Indonesia regulators are voicing concerns over rising illegal loans amid a flurry of online lending activities, signalling measures to step up supervision of the sector.
Unregulated borrowings in Indonesia have outstripped that of their legal counterparts. Turnover of illegal online loans in Indonesia is estimated, according to a study by the Indonesian Joint Funding Fintech Association ( AFPI ), at 230 trillion rupiah ( US$14.3 billion ) to 260 trillion rupiah.
That’s three times, according to the Indonesian Financial Services Authority, the registered peer-to-peer ( P2P ) lending of 80.94 trillion rupiah record in June.
Although the country recorded a legal loan uptick since February, it has been offset by the burgeoning growth of unregistered lending platforms backed by compelling promotions and the readily available capital, despite concerns about unethical debt collection practices and potential violations of personal data.
The robust growth of illegal lending is also due to the tight liquidity among banks, paired with a cautious lending approach among licensed lenders.

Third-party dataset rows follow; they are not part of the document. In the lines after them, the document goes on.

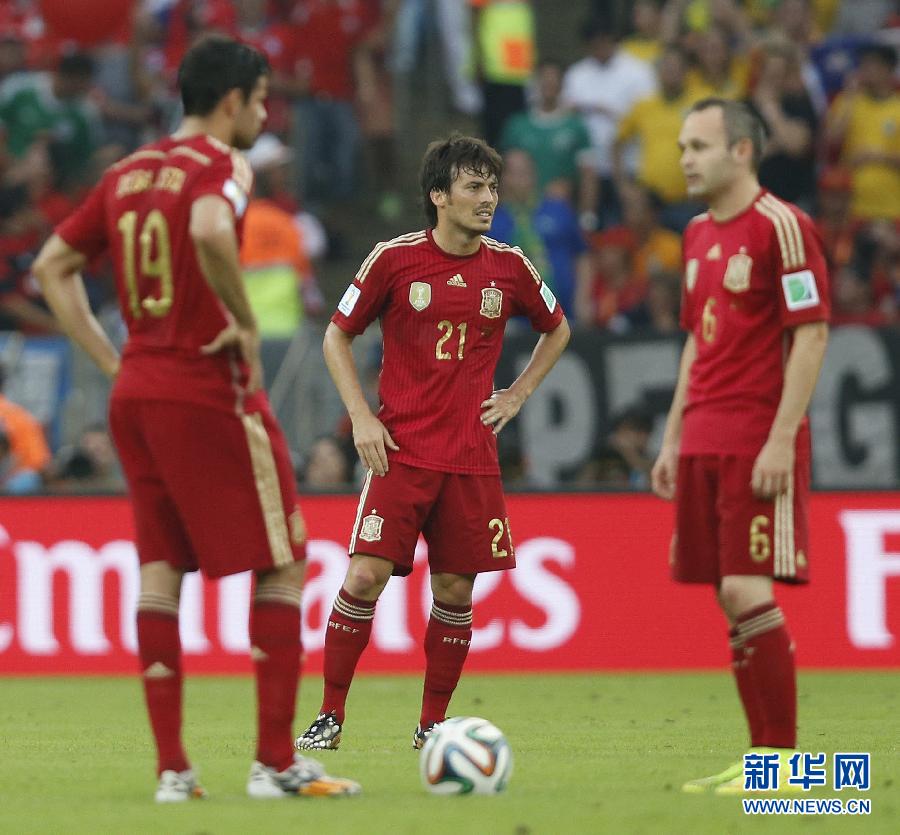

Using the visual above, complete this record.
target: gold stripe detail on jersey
[481,235,543,285]
[756,203,792,269]
[231,151,253,194]
[350,470,372,556]
[112,149,166,171]
[356,230,428,284]
[738,608,784,641]
[755,194,806,269]
[169,145,212,165]
[241,413,294,567]
[784,473,797,577]
[773,473,797,577]
[762,194,806,267]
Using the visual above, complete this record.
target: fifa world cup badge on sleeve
[481,287,503,319]
[359,509,384,542]
[541,282,556,313]
[684,258,700,293]
[781,270,819,310]
[409,281,431,313]
[722,247,753,293]
[338,284,360,316]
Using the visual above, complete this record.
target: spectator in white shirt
[563,18,656,230]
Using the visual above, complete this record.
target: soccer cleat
[154,768,207,803]
[247,754,362,800]
[294,713,342,751]
[714,748,803,795]
[413,722,441,751]
[681,760,744,794]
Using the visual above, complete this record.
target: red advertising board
[0,493,900,674]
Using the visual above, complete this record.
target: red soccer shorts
[670,453,809,585]
[349,461,516,577]
[110,398,306,577]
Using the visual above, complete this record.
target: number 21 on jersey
[116,209,173,319]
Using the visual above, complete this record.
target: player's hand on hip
[481,389,525,435]
[650,446,678,501]
[353,412,400,475]
[200,322,263,394]
[750,438,794,499]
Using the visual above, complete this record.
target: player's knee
[719,577,772,620]
[256,560,306,591]
[431,574,475,606]
[140,560,184,606]
[344,556,393,600]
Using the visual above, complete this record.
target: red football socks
[250,586,302,771]
[137,608,190,775]
[737,603,797,748]
[320,588,376,723]
[419,600,472,728]
[728,629,764,747]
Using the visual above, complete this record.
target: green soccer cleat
[681,760,744,794]
[713,748,803,796]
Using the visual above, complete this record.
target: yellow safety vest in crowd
[476,0,535,84]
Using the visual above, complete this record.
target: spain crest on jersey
[480,287,503,319]
[722,252,753,293]
[359,512,384,542]
[409,281,431,313]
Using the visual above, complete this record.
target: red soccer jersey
[56,135,252,410]
[331,230,563,475]
[681,191,829,455]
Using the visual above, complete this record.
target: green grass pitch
[0,672,900,835]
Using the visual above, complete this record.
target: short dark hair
[688,96,766,171]
[178,35,271,116]
[419,133,503,228]
[856,43,897,70]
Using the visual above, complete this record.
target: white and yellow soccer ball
[419,716,513,794]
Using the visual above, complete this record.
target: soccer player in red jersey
[34,38,359,802]
[652,99,829,794]
[297,135,569,749]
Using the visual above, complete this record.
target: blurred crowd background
[0,0,900,493]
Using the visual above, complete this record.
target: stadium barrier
[0,493,900,674]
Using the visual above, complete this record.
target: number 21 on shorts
[488,516,516,560]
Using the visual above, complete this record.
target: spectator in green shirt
[0,53,100,188]
[500,60,597,225]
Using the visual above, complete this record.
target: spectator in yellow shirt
[0,366,50,493]
[828,44,900,220]
[614,44,699,231]
[241,134,321,338]
[622,0,663,64]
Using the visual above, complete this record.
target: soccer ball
[419,716,512,794]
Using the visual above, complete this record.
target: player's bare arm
[322,322,400,475]
[481,319,570,435]
[650,333,697,500]
[190,195,263,392]
[33,235,119,378]
[751,322,828,498]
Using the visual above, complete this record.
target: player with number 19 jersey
[332,229,563,475]
[56,135,259,410]
[56,134,305,577]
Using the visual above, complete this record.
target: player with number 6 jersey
[297,135,569,749]
[651,98,829,794]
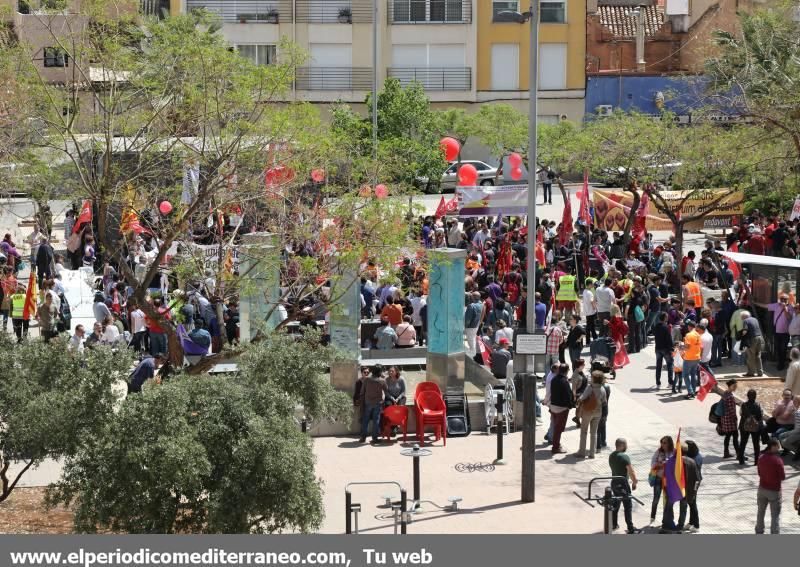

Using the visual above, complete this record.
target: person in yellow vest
[11,285,29,343]
[556,271,578,320]
[681,275,703,320]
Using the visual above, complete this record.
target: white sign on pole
[514,334,547,354]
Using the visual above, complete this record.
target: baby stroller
[589,335,617,379]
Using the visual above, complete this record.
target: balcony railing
[295,67,372,91]
[388,67,472,91]
[295,0,372,24]
[186,0,292,24]
[387,0,472,24]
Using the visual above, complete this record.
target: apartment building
[476,0,586,122]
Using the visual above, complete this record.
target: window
[539,0,567,24]
[492,43,519,91]
[44,47,69,67]
[492,0,519,18]
[236,44,278,65]
[539,43,567,91]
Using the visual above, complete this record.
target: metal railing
[387,67,472,91]
[295,67,372,91]
[186,0,292,24]
[295,0,372,24]
[387,0,472,24]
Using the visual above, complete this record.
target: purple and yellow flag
[663,429,686,504]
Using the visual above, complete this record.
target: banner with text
[592,189,744,230]
[456,185,528,217]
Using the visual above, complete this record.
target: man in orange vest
[682,274,703,320]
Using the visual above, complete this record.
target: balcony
[295,67,372,91]
[387,0,472,25]
[186,0,292,24]
[387,67,472,91]
[295,0,372,24]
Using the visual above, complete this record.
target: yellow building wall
[475,0,586,91]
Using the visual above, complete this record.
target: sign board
[514,333,547,354]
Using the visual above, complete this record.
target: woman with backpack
[737,389,764,465]
[647,435,675,523]
[575,370,606,459]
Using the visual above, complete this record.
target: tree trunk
[622,185,642,251]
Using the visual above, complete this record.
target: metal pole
[522,373,536,502]
[522,2,539,502]
[344,490,353,534]
[494,392,506,465]
[400,488,408,535]
[372,0,378,160]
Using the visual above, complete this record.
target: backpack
[581,389,597,413]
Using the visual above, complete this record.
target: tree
[48,333,352,533]
[0,333,131,504]
[331,78,447,191]
[706,6,800,212]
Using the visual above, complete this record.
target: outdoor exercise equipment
[572,476,644,535]
[344,480,411,535]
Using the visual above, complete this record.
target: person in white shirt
[494,319,514,344]
[67,325,86,353]
[697,319,714,367]
[582,278,597,340]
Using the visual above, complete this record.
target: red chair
[381,406,408,443]
[414,390,447,446]
[414,382,442,401]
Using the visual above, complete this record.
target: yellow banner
[592,189,744,231]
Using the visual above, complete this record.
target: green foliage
[48,335,346,533]
[331,78,447,190]
[0,333,131,502]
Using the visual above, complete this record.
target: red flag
[578,169,592,226]
[72,201,92,234]
[695,364,717,402]
[631,192,650,252]
[475,336,492,366]
[558,192,572,246]
[22,267,38,319]
[433,195,447,218]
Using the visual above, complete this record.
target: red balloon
[439,136,461,161]
[458,163,478,187]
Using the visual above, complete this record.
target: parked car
[417,160,503,193]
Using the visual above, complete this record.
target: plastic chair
[414,382,442,400]
[414,390,447,447]
[381,406,408,442]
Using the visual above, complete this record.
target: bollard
[344,490,353,535]
[494,392,506,465]
[400,488,408,535]
[603,486,614,535]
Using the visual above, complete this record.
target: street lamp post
[495,0,539,502]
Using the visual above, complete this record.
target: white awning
[720,250,800,270]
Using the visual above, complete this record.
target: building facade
[476,0,586,122]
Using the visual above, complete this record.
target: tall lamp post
[495,0,539,502]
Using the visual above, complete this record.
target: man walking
[741,311,764,378]
[653,311,677,394]
[608,437,639,534]
[756,439,786,534]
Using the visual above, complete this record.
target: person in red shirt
[756,439,786,534]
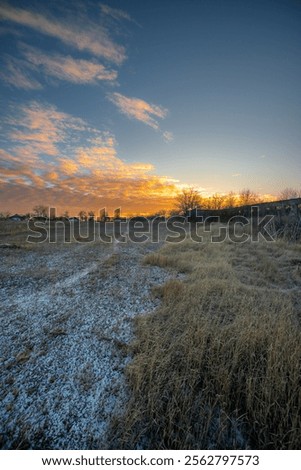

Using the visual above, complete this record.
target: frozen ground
[0,243,175,449]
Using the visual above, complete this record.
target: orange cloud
[0,103,178,213]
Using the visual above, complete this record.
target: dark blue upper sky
[0,0,301,213]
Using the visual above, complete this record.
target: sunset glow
[0,0,301,215]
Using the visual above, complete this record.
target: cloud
[108,93,168,129]
[0,4,126,64]
[24,47,117,84]
[9,101,85,158]
[0,102,177,213]
[0,57,42,90]
[100,3,134,21]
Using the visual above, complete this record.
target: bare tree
[225,191,237,209]
[78,211,87,221]
[239,188,259,206]
[114,207,121,219]
[32,205,49,217]
[210,193,225,210]
[0,211,10,219]
[279,188,301,201]
[175,187,202,216]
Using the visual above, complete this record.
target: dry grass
[111,233,301,449]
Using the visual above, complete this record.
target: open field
[0,223,301,449]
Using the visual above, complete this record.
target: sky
[0,0,301,215]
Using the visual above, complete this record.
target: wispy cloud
[100,3,134,21]
[108,93,168,129]
[23,46,117,84]
[0,102,177,211]
[9,102,85,157]
[0,57,42,90]
[0,4,126,64]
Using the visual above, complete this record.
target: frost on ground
[0,243,175,449]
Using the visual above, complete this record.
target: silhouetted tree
[279,188,301,200]
[239,188,260,206]
[78,211,87,221]
[175,187,202,216]
[32,205,49,217]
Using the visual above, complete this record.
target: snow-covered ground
[0,242,171,449]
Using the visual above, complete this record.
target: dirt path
[0,243,170,449]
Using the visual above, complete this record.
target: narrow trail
[0,243,171,449]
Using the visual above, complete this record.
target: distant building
[9,214,25,222]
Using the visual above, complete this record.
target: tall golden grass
[110,233,301,449]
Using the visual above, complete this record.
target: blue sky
[0,0,301,212]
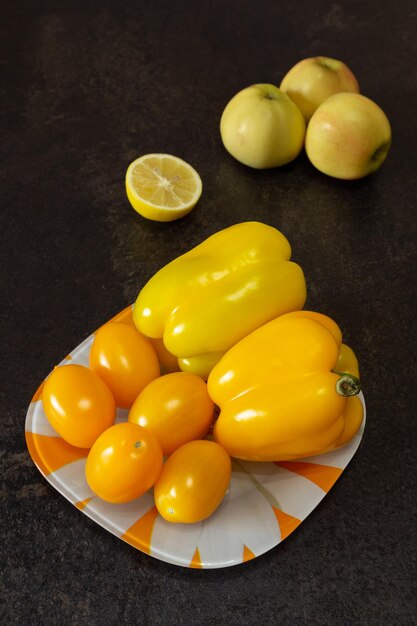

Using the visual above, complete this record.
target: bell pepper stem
[336,372,362,398]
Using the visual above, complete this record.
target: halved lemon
[126,154,203,222]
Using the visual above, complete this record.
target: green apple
[220,83,306,169]
[280,57,359,122]
[305,93,391,180]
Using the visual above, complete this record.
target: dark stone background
[0,0,417,626]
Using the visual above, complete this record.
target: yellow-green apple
[279,57,359,122]
[305,93,391,180]
[220,83,306,169]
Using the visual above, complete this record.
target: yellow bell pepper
[133,222,306,378]
[208,311,363,461]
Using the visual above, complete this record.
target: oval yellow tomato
[90,322,160,408]
[154,439,231,524]
[85,422,163,504]
[42,364,116,448]
[128,372,214,455]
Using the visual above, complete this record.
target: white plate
[25,307,365,568]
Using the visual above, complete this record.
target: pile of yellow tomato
[42,317,231,523]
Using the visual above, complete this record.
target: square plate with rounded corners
[25,306,365,569]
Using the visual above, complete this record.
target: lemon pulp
[126,154,202,222]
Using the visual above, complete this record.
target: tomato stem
[336,372,362,398]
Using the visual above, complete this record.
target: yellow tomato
[90,322,160,408]
[85,422,163,504]
[42,364,116,448]
[129,372,214,455]
[154,439,231,524]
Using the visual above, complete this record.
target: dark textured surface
[0,0,417,626]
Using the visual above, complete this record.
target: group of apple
[220,57,391,180]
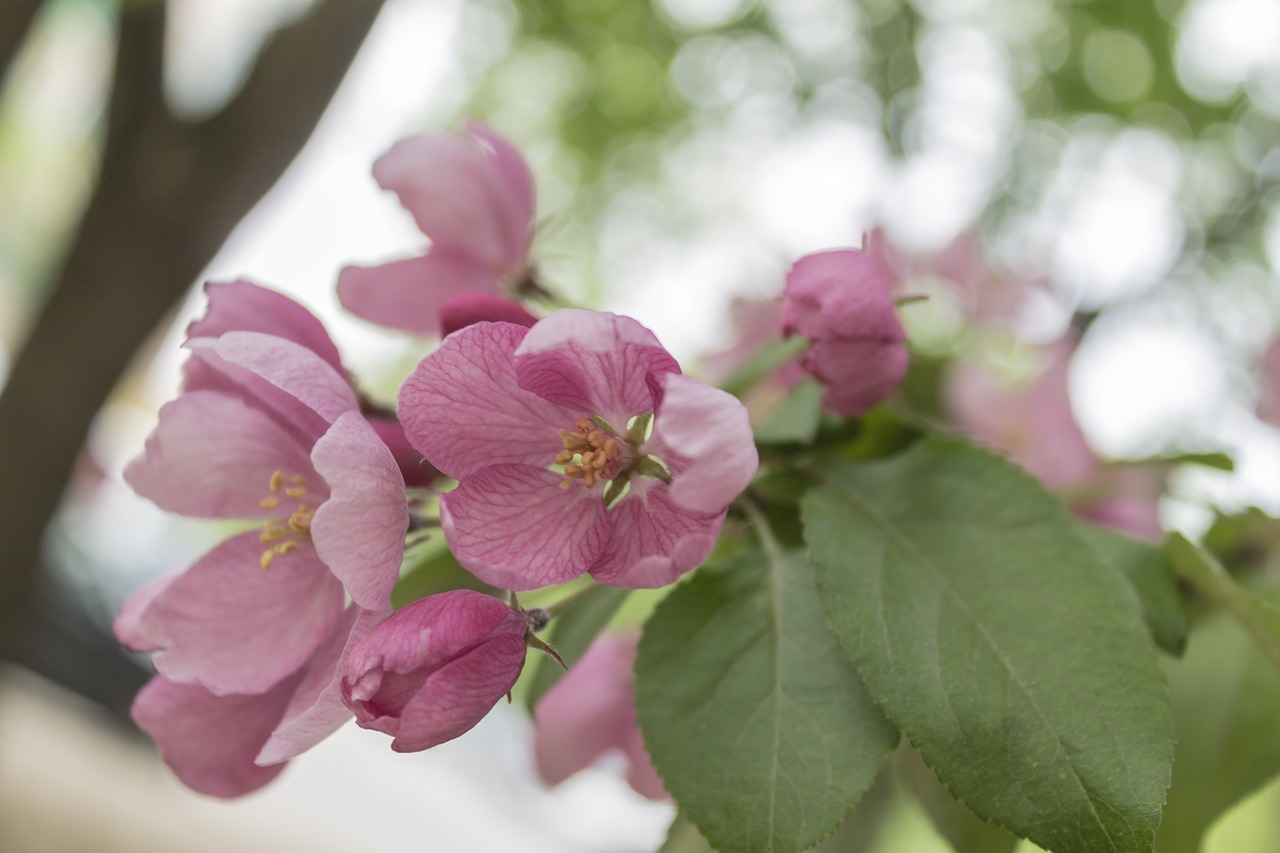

Banks surveyed by CGS International indicate higher rejection rates and increased down payment applied to auto loans, signalling further decline in banks’ consumer credit business.
Regulators, therefore, are doubling down on their effort to combat unauthorized lending.
In addition to the 1,100 online lending entities eliminated during the first five months of 2025 by the Indonesian Financial Services Authority ( OJK ), the AFPI and the Ministry of Communication and Digital Affairs state, during a recent public discussion held at the Centre of Economic and Law Studies in Jakarta, that they are seeking to shorten the takedown process of unauthorized lenders without the approval of the OJK.
As well, the government has consolidated the data protection law to cover the lending sector.
To balance the lending risk, the OJK has also implemented regulatory changes on P2P lending, with tightened oversight on their minimum capital, equity, liquidity and non-performing loan requirements.
And the central bank has lifted the reserve requirement on banks to ease the liquidity burden to provide flexibility for consumer credits.